Satisfying the need for determinate searching: Labs, APIs, and search engines

"Satisfying the need for determinate searching: Labs, APIs, and search engines" by Gabriel Egan

As a project, the Text Creation Partnership or TCP is almost invisible. The majority of its users access TCP via the ProQuest Corporation's Early English Books Online (EEBO) website-database, for which it provides the full-text search feature. Without TCP's typed up transcriptions, EEBO is just a collection of pictures of pages from books and is searchable only by its metadata--author, title, publisher, and so on--and not searchable by the words on each page. Yet in essays based on searching EEBO-TCP, investigators who use its full-text searching often leave off the -TCP suffix and claim that they have searched within EEBO, which is untrue. At the New Oxford Shakespeare we made heavy use of EEBO-TCP in our new edition and we do not commit this error: we say "EEBO-TCP" when that is what we mean.

For many users, the integration of TCP within EEBO gives them everything they need. Many, but not all. Some investigators, for example those doing authorship attribution, need definitive answers to questions about whether certain words and phrases are in the corpus, or not. That 'not' is crucial, since you might fail to find something not because it isn't there but because you didn't look properly. For example, Brian Vickers thinks that particular phrases and collocations from Macbeth are not found anwhere in the canon of Thomas Middleton, and so he thinks Middleton did not adapt the play. But the only reason that Vickers fails to find these phrases in Middleton's work is that he searches in a private corpus that lacks most of what Middleton wrote. If you search for those phrases in a complete and publicly accessible corpus, like EEBO-TCP, they show up in Middleton's work. This fundamental error also vitiates Vickers's attributions of several works to Thomas Kyd.
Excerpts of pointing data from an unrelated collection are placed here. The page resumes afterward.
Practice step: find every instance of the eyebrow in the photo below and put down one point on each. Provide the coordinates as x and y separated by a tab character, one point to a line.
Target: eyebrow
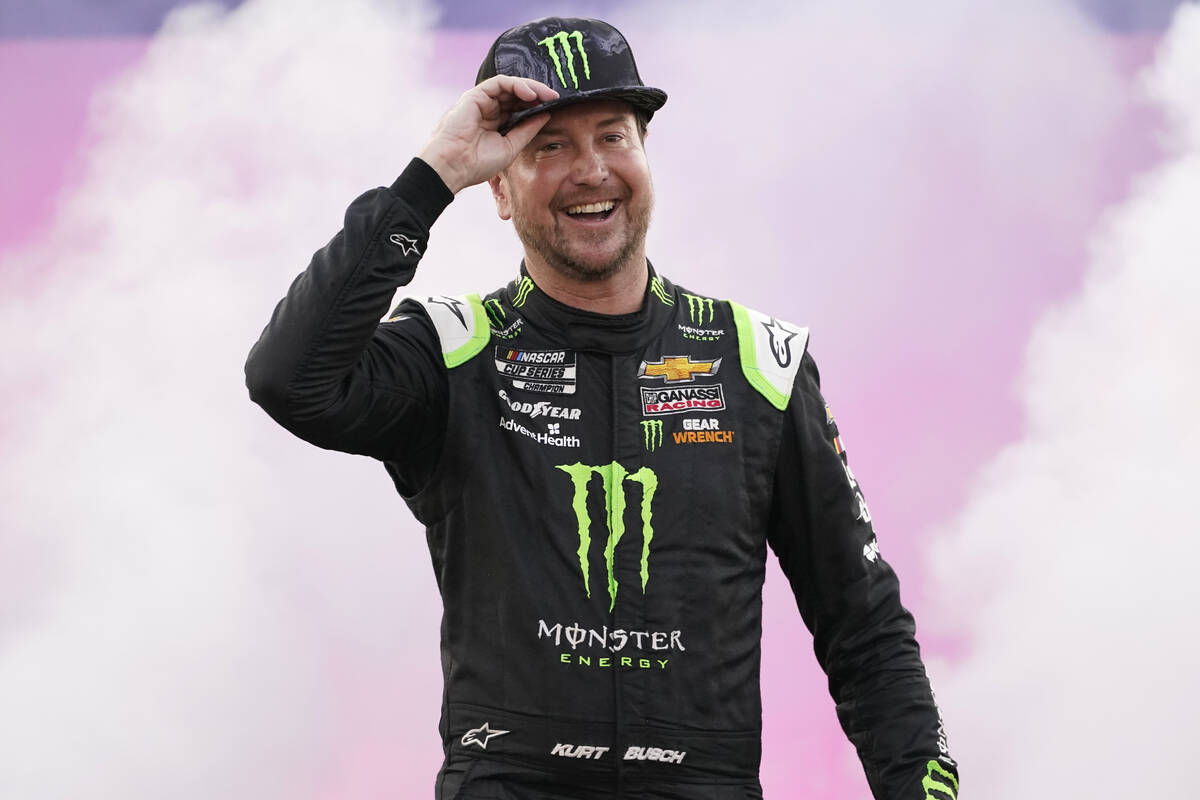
555	130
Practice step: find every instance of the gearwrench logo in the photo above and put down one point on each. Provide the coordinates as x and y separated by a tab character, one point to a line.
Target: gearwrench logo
616	480
562	40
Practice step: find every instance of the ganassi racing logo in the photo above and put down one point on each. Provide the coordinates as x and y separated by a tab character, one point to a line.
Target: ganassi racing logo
684	398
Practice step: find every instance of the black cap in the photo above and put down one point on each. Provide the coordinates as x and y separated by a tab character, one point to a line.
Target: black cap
582	59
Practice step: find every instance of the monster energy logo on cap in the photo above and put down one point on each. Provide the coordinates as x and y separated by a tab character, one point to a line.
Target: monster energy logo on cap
652	434
939	782
615	479
563	40
696	307
580	58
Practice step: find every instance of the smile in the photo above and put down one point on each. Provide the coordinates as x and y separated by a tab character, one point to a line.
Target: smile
597	211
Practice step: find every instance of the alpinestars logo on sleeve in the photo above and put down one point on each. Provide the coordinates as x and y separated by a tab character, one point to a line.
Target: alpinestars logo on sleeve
562	40
780	342
615	479
407	244
454	305
481	735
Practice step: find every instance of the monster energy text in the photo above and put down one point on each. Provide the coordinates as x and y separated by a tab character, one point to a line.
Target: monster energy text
615	477
652	434
563	40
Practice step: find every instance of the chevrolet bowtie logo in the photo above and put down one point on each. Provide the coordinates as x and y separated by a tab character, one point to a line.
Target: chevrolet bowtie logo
678	368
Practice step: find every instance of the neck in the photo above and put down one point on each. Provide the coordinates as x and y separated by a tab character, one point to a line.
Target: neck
619	294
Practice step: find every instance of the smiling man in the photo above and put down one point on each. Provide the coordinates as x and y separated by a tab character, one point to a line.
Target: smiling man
601	459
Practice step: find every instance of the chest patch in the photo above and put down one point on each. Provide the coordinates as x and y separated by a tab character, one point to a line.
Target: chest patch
550	372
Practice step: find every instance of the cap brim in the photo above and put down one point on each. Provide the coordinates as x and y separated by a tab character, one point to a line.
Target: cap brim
647	98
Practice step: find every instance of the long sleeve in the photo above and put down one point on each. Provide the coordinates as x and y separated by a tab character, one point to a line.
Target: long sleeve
328	371
850	600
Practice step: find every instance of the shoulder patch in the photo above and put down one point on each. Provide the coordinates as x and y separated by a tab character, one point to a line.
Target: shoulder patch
769	352
462	326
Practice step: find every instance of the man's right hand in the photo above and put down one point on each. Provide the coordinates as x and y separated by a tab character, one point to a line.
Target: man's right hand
466	148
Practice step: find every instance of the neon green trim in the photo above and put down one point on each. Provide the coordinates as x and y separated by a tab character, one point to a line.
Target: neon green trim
479	340
749	358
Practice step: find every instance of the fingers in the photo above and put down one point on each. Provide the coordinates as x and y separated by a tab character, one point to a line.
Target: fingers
501	88
525	131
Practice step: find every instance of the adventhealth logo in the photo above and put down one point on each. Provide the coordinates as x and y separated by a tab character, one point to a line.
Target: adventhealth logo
615	479
562	40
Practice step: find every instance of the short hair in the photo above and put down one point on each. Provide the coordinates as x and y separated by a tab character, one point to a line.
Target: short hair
643	121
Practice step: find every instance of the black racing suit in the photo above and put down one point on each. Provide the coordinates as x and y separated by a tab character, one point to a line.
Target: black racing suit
599	493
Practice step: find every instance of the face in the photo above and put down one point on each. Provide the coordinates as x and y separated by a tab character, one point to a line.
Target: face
580	193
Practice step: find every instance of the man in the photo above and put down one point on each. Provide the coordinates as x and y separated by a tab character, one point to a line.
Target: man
600	457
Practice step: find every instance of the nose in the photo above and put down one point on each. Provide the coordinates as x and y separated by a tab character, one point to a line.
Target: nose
589	167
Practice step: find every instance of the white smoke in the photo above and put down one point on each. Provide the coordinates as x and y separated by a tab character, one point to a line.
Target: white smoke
1075	554
172	625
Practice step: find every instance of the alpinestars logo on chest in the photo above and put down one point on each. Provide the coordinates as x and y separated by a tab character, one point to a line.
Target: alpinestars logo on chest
481	735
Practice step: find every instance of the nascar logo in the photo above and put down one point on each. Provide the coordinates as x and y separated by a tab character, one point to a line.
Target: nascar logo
539	371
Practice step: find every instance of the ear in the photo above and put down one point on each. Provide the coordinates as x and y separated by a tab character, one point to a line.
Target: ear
499	185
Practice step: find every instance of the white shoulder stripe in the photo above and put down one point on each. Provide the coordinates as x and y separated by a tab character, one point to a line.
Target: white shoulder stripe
461	324
771	353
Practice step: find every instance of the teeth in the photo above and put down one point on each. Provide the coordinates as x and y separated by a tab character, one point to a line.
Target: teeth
592	208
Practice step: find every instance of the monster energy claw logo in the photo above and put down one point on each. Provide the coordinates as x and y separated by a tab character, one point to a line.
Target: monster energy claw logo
525	286
652	434
562	38
660	292
696	307
940	780
615	477
496	311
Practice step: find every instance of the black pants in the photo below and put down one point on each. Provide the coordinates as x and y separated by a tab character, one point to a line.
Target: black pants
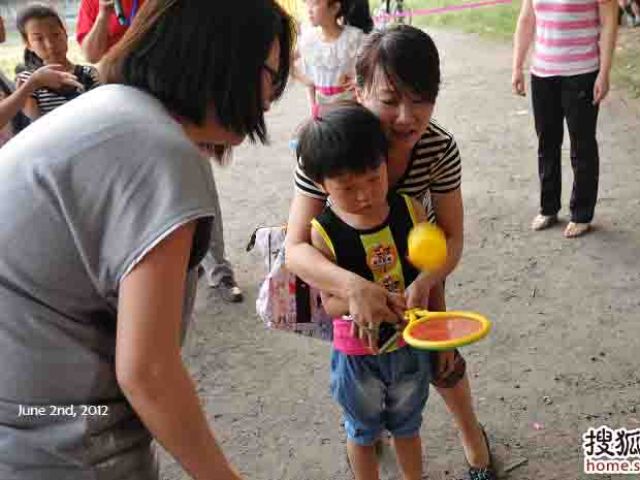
554	99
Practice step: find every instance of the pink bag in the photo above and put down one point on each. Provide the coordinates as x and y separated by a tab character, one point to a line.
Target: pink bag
285	302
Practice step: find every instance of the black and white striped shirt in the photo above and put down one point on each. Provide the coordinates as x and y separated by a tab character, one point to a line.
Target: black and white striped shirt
49	100
434	166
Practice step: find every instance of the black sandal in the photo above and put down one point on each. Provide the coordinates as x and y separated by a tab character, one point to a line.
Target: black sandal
484	473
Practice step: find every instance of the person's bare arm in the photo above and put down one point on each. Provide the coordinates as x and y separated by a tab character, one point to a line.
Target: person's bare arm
522	39
608	10
368	302
96	43
46	76
449	212
149	368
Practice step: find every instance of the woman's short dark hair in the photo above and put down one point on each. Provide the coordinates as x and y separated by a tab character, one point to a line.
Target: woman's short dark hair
196	54
356	13
407	56
35	11
346	139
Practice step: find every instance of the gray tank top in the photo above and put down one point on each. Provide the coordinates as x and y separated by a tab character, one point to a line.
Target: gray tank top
87	191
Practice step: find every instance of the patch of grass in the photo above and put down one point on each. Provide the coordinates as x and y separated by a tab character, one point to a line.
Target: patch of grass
626	65
497	21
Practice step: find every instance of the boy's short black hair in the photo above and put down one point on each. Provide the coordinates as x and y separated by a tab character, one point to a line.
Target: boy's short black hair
35	11
195	54
346	139
407	56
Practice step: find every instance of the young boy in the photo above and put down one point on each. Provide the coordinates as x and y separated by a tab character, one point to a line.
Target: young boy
364	229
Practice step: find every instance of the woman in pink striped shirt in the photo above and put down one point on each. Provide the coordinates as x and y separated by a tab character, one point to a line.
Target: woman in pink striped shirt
573	48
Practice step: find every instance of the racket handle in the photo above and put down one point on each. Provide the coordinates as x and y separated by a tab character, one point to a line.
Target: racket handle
120	14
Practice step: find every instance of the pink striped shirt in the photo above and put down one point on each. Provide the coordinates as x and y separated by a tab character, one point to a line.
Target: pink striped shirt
567	35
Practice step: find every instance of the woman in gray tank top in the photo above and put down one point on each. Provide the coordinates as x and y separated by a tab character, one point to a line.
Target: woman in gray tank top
106	205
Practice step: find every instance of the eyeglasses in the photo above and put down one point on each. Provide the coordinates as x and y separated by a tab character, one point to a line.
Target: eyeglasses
272	73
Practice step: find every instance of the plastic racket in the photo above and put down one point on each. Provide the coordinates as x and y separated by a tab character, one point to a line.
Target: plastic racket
443	330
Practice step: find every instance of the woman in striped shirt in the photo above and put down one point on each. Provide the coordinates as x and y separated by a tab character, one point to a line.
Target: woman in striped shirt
573	48
45	39
423	162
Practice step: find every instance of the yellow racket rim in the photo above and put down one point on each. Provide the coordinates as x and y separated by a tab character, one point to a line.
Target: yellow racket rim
418	316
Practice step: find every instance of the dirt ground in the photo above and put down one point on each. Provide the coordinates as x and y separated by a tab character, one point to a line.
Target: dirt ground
566	312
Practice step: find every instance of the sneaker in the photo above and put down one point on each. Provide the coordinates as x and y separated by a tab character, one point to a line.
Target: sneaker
229	291
575	230
484	473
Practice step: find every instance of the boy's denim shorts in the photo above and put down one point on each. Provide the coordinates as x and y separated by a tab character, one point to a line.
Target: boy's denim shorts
381	392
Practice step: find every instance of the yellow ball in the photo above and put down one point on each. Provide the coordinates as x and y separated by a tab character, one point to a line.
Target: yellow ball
427	247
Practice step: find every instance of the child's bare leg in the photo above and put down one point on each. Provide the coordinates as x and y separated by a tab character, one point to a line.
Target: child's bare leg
363	461
458	401
409	454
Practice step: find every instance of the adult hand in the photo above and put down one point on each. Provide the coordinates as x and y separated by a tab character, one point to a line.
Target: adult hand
106	7
417	293
518	82
348	82
445	363
53	77
600	87
369	305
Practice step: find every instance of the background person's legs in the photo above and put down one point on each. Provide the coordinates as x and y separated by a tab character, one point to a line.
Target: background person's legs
548	116
456	394
582	117
218	270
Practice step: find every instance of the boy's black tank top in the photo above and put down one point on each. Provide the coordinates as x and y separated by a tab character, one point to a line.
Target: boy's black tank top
378	254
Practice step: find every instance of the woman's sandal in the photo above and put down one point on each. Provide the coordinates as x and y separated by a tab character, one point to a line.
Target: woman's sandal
575	230
542	222
484	473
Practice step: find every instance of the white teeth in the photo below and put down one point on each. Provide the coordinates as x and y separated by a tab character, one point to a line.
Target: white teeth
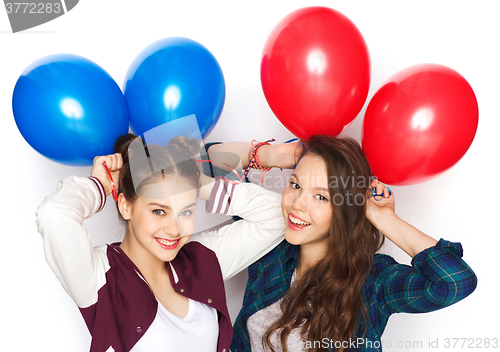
165	242
297	221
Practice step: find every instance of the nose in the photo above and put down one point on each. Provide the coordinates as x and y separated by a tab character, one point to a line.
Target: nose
171	228
300	202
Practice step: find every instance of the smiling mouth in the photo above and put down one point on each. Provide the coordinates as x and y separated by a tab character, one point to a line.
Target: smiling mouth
297	222
166	244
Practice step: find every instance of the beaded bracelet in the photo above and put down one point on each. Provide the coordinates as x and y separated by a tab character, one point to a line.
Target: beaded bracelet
254	162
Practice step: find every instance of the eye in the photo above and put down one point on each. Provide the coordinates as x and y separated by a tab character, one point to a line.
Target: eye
159	212
321	197
186	213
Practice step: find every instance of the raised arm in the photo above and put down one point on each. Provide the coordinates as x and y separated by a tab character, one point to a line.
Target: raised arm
282	155
67	244
438	276
381	213
241	243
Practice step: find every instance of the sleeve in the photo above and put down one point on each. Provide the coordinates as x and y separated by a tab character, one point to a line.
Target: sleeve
437	278
243	242
67	244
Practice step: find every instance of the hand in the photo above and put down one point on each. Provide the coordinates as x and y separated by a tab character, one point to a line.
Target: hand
114	163
379	207
283	155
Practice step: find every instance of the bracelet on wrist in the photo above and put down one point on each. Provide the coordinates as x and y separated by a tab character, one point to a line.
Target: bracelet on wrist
253	159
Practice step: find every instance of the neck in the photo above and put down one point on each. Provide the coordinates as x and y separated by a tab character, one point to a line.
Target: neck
309	255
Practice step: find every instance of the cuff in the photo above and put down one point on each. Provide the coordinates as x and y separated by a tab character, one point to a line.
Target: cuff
102	193
221	196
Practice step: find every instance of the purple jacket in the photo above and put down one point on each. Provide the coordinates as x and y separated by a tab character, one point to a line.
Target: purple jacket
114	298
126	306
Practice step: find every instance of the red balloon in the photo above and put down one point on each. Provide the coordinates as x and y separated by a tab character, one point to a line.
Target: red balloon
315	71
419	124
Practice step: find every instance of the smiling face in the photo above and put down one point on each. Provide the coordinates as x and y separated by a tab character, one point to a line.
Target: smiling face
306	205
158	227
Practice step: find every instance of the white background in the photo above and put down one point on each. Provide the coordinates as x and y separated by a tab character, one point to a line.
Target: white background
460	205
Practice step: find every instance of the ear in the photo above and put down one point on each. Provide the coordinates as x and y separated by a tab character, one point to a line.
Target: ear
124	206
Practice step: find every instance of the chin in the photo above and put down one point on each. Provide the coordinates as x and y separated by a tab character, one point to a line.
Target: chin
293	238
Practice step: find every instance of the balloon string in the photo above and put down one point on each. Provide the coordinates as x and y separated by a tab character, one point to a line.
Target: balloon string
115	194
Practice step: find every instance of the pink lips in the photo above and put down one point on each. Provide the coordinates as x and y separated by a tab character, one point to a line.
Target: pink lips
164	246
296	227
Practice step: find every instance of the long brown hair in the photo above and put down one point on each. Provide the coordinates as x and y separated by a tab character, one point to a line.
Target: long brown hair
326	302
174	160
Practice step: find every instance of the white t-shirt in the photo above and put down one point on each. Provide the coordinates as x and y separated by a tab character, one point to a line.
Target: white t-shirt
197	331
259	322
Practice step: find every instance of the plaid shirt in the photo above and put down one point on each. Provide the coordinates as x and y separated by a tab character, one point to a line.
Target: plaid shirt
437	278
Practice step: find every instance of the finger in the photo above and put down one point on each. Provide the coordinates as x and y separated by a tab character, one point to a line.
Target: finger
120	161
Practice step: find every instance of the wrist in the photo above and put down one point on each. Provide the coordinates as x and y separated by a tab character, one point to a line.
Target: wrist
385	221
265	156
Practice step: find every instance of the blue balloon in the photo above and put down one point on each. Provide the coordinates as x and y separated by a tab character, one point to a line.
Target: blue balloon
69	109
173	78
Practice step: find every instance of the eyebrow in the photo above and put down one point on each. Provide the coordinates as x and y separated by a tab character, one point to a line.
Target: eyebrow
315	188
169	208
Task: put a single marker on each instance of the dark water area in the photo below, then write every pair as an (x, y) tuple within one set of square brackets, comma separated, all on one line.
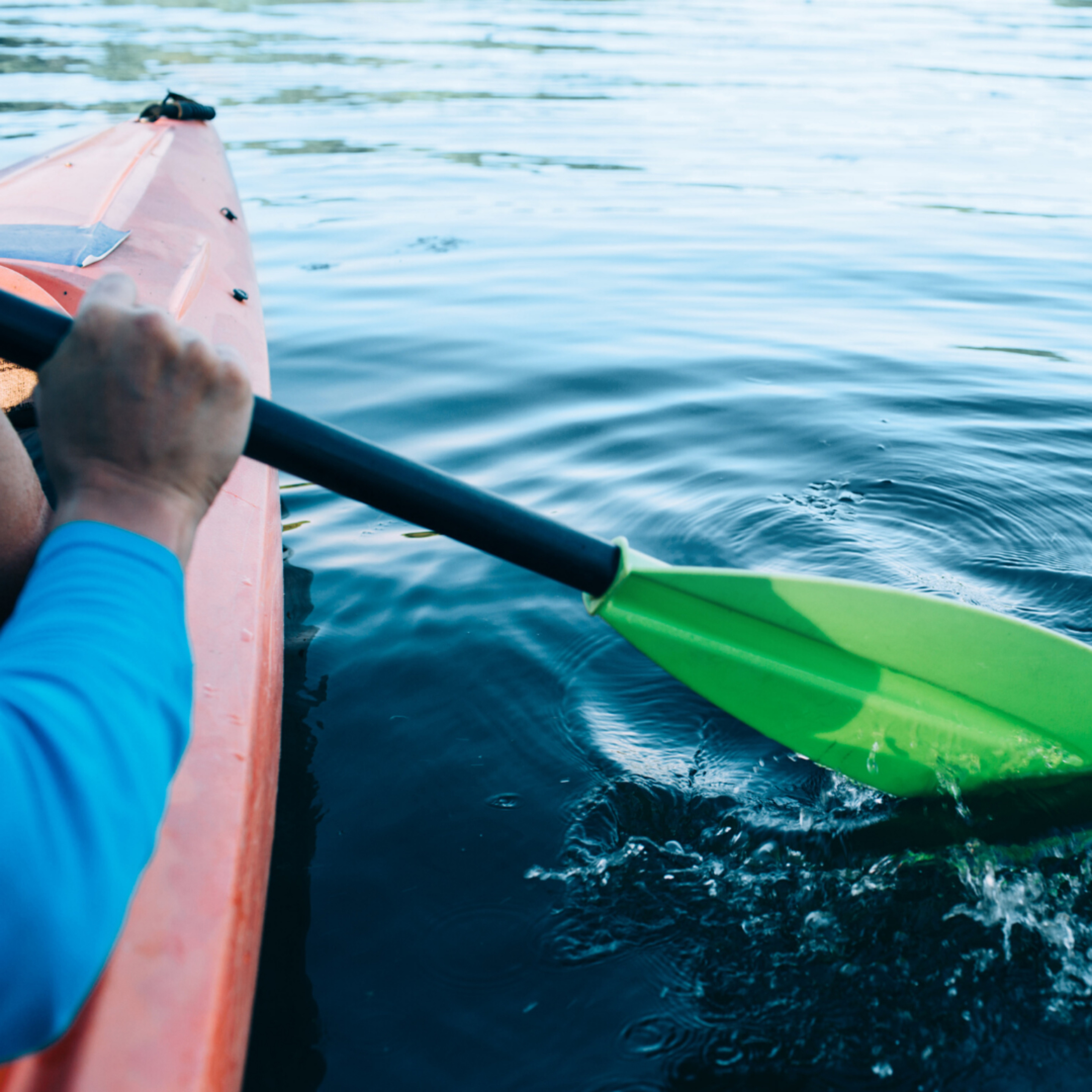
[(776, 286)]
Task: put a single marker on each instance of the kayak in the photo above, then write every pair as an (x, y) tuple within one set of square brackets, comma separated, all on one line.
[(172, 1012)]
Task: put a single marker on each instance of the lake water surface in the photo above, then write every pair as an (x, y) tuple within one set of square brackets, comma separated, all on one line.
[(771, 284)]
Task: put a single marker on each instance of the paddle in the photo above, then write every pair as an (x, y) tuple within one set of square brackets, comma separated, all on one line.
[(909, 694)]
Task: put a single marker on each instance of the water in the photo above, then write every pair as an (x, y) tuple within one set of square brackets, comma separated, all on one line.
[(779, 286)]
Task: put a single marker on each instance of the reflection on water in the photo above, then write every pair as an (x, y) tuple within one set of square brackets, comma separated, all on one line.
[(783, 284)]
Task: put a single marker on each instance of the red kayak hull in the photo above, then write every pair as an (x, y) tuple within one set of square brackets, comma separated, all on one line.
[(172, 1010)]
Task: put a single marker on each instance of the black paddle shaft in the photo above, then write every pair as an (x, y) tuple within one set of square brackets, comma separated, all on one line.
[(361, 471)]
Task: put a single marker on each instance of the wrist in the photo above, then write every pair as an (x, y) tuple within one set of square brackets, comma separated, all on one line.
[(157, 513)]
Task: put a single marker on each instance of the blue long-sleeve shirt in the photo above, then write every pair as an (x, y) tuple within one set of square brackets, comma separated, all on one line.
[(96, 697)]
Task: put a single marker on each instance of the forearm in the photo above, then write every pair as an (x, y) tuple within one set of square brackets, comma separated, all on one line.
[(25, 516), (96, 692)]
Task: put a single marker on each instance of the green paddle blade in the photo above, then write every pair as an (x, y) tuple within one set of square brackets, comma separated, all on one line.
[(905, 693)]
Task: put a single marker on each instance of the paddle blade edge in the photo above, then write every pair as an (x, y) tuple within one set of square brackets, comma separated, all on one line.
[(909, 694)]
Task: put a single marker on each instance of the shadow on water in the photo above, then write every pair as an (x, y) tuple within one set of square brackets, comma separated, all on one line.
[(284, 1053), (829, 938)]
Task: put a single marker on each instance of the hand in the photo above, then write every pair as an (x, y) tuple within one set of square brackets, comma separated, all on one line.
[(141, 421)]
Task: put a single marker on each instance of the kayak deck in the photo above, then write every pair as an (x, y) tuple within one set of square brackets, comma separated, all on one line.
[(172, 1010)]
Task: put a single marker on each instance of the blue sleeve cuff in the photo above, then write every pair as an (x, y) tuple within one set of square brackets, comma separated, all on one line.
[(96, 697)]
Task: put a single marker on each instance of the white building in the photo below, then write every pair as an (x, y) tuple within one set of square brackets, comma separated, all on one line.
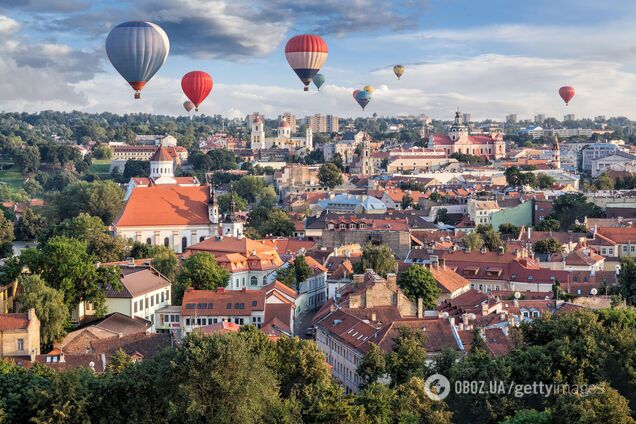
[(144, 291)]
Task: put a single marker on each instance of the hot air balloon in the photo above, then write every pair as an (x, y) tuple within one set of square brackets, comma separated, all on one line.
[(566, 93), (196, 85), (306, 54), (319, 80), (137, 50), (362, 97)]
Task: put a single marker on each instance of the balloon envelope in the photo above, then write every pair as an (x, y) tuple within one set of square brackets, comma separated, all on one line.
[(566, 93), (306, 54), (362, 97), (196, 85), (137, 50), (319, 80)]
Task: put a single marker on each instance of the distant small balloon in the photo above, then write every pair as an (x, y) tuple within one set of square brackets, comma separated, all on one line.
[(319, 80), (362, 97), (566, 93)]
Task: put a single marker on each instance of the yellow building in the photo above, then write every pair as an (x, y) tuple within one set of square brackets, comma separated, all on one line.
[(19, 335)]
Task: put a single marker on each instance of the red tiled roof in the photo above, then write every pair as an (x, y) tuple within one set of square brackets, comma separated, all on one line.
[(166, 205), (14, 321)]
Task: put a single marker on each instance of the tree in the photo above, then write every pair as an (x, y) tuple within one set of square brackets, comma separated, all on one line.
[(165, 261), (529, 416), (548, 224), (201, 272), (408, 356), (330, 175), (544, 181), (442, 216), (66, 265), (473, 241), (602, 405), (549, 245), (104, 199), (6, 237), (378, 258), (136, 168), (407, 201), (29, 225), (627, 279), (372, 366), (223, 159), (28, 160), (417, 282), (48, 304), (224, 203)]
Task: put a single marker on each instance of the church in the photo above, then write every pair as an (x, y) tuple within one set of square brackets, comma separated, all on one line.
[(283, 140), (457, 140), (176, 212)]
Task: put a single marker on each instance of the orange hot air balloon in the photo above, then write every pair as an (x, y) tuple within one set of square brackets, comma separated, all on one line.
[(196, 85), (566, 93)]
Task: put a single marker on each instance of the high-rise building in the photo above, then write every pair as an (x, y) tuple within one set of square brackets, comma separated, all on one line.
[(333, 123), (322, 124), (291, 120)]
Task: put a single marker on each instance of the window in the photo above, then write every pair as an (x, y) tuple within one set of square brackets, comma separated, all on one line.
[(184, 243)]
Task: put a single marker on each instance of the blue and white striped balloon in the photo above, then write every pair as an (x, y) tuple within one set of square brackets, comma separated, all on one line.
[(137, 50)]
If you want to be definitive about absence, you have to start with a complete corpus. You also have to be scrupulous about how you phrase your searches, which is difficult because unfortunately each of the tools we use--OED, EEBO-TCP, STC, Literature Online--has a different convention for expressing complex searches by specifying the desired proximity of the targets, the application of Boolean logic ('this AND/OR that'), and the use of wildcards to do grammatical stemming. A frequent cause of error is that users misremember the various conventions needed and enter their searches incorrectly. And even if you express your search correctly, you might still get back the wrong answer because the database lies to you. In June 2014, the ProQuest Corporation upgraded its server software and accidentally broke the advanced searching features of their flagship product Literature. As of yesterday when I last checked, Literature Online's advanced searching remains broken: the numbers it returns for complex queries are just wrong. Luckily, the New Oxford Shakespeare editors spotted this fault as soon as it occurred and made sure it didn't affect any of the edition's claims about who wrote what.

All these faults are fixable. We could all use one international standard for expressing searches; it exists, it's called regular expressions and you should learn it even if only to make Microsoft Word work better for you. We could choose to use only databases like TCP that are available to everyone and have known contents. And we could insist that the databases our universities pay for actually work as adverstised. We would then have definitiveness in our searching and that should be our aim.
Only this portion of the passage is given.